Der fünfte Earl Dumarest Roman "Das Schiff des Jokers" nimmt eine Reihe von Hintergrundszenarien - eine archaische Welt, wertvolle Bodenschätze und Sklavenartige Zustände - der ersten Romane auf, präsentiert aber im Vordergrund eine deutlich ruhigere gesetzte Handlung, in deren Mittelpunkt sich die erste direkte Konfrontation zwischen Dumarest und den Caber abzeichnet.
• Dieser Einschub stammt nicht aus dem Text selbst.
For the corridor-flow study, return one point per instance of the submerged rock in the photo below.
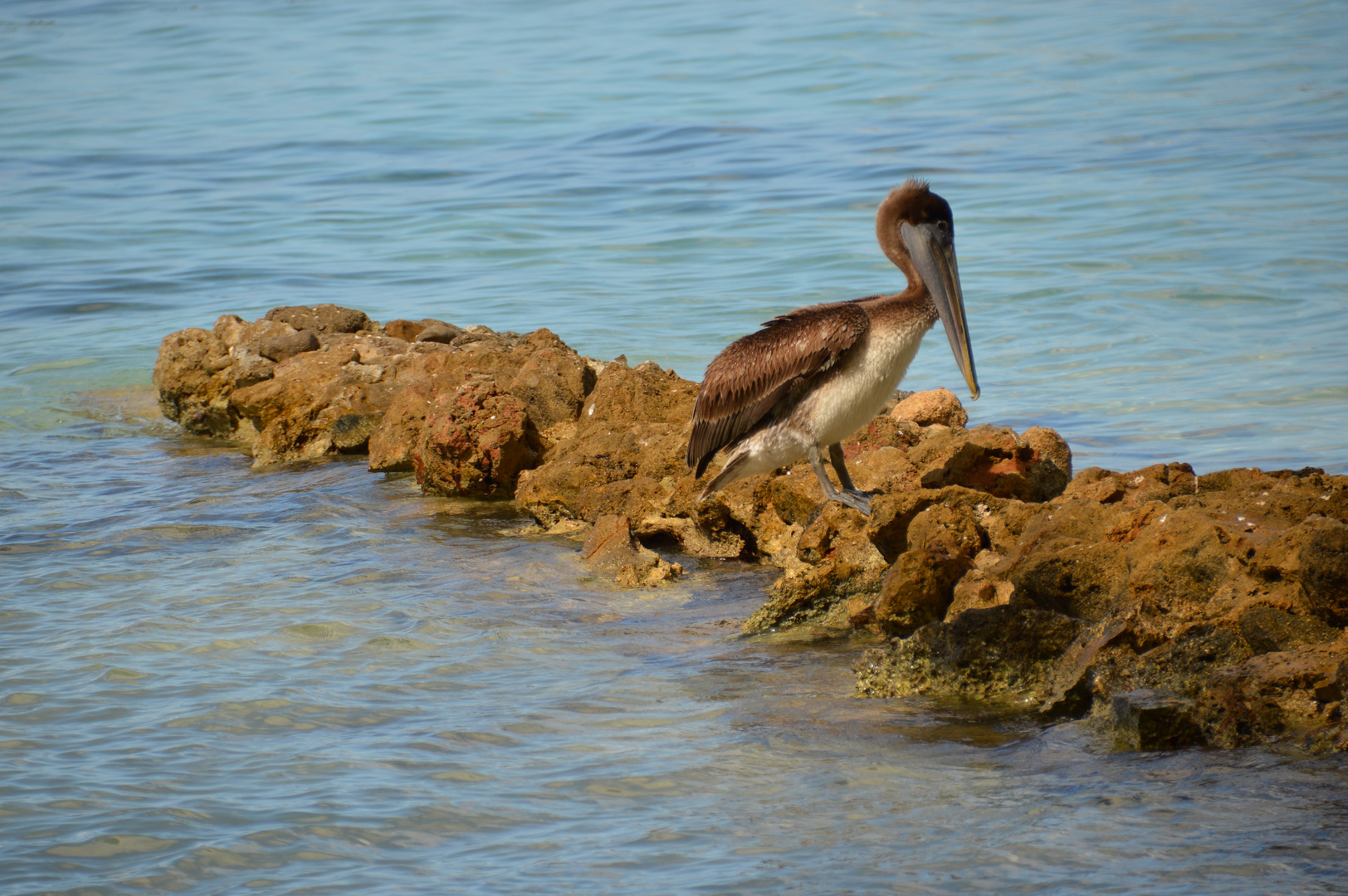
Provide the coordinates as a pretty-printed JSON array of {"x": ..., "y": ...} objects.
[
  {"x": 1168, "y": 608},
  {"x": 613, "y": 550}
]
Scar ist eine einzigartige Welt.  Sie umkreist eine rote Sonne, die nicht mehr ausreichend Energie spendet. Der Winter ist zwar nur vier Wochen lang, in dieser Zeit fällt aber mehr Niederschlag als in einem Jahr. Nicht selten werden die armseligen Hütten der Arbeitersiedlungen weggespült. Auf Scar wächst während der Sommermonate eine Spore, die auf der einen Seite wertvoll für von Tubb eher ambivalent beschriebene Verwendung,  auf der anderen Seite unglaublich tödlich ist. Diese Idee hat der Autor in verschiedenen Romanen variiert. In "Die Telepathin" auf dem Planeten Hive sind es zum Beispiel gigantische Bienen gewesen, deren Honig wundersam heilende Wirkung hatte. Die enge Verbindung zwischen den Naturproduktionen verschiedener Planeten und Glücksrittern, die sich aus Verzweifelung dieser tödlichen Herausforderung stellen, durchzieht die Romane wie ein roter Faden. Tubb schließt in jedem Fall eine industrielle Förderung aus. Da die Gefahren zu groß sind, ist auch eine normale Anstellung von Arbeitern anscheinend nicht möglich. Noch mehr als die letzten "Earl Dumarest" Abenteuer erinnert "Das Schiff des Jokers" an eine Frontiergeschichte. Der Leser braucht nur die goldenen Sporen - der wertvollste und seltenste Ableger - durch Gold ersetzen. Während in "Die Telepathin" die Abbaugebiete fest in der Hand der Oligarchen sind, gewährt Scar den Glückssuchern die Möglichkeit, sich einen Claim abstecken und registrieren zu lassen. Dabei gelten die üblichen Westerngesetze mit Banden von Verbrechen, welche nachträglich die Claims verändern und sich selbst die wertvollen Abbaurechte sichern. Diese Handlungsebene folgt wie schon angedeutet etablierten und zu starren Handlungsmustern. Dumarest findet an Bord eines der später landenden Raumschiffe einen Kumpel - Dumarest selbst hat keine Freunde -, der ihm bei der Erkundung potentieller Claims helfen soll. Dumarest Ziel ist es, genügend Geld für seine weitere Suche nach der Erde zu verdienen. Natürlich werden sie schnell fündig, auch wenn man ihnen den Bereich streitig machen will und der Abbau nur unter schwersten Bedingungen erfolgen könnte. Rückblickend gehört diese Handlungsebene zu der Schwächsten des ganzen Romans.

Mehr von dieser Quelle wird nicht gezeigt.